More recently, the percentages started to increase in 2012 during a period of increasing tensions between the United States and Russia. In recent months, they have risen again amid the controversy over possible Russian interference in the U.S. election and the claims of ties between the Russian government and President Donald Trump’s campaign and transition team. Thirty-four percent of Americans now say Russia is a very serious threat, while 41 percent say it’s a moderately serious threat.
While this shift is driven mostly by Democrats’ concerns, Republicans and independents are not optimistic about Russia either. The majority of Democrats ― 51 percent ― say that country is a very serious threat. The majority of Republicans ― 53 percent ― think it’s a moderately serious one. Overall, 85 percent of Democrats, 77 percent of Republicans and 68 percent of independents see Russia as threatening to at least some degree.
As for the claims that people associated with Trump’s campaign had contact with suspected Russian operatives, 55 percent of Americans say they are very or somewhat concerned about the allegations, compared to 45 percent who are not too or not at all concerned.
The CNN/ORC poll also looked at how Americans view other foreign adversaries.

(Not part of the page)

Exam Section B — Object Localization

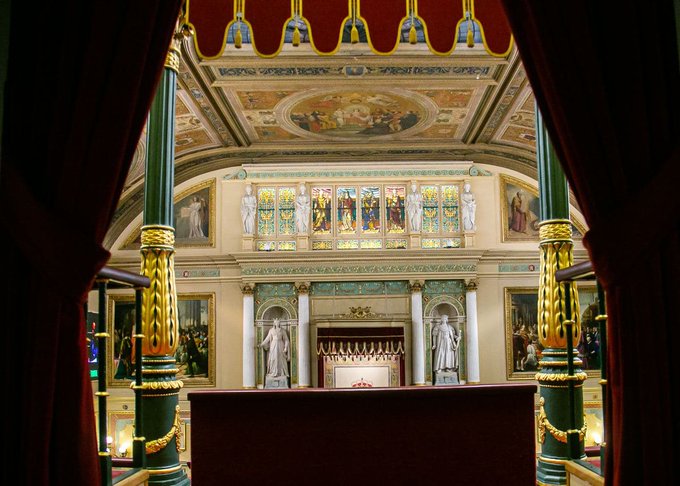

As with Russia, 75 percent see Iran as a serious threat. But more people are worried about North Korea and ISIS, with 81 percent saying North Korea is a very or moderately serious threat, and 91 percent reporting the same about ISIS. People are less concerned about China, with 63 percent calling it very or moderately threatening.
The CNN/ORC survey results generally agree with other recent polling on American attitudes toward Russia. A February Gallup poll showed 70 percent with an unfavorable opinion of that country, which ties that poll’s record high since 1989. A January Quinnipiac poll found almost half of U.S. voters consider Russia an adversary.
The CNN/ORC poll was conducted March 1-4 among a random national sample of 1,025 adults. Results for the full sample have a margin of sampling error of plus or minus 3 percentage points. Error margins are larger for subgroups.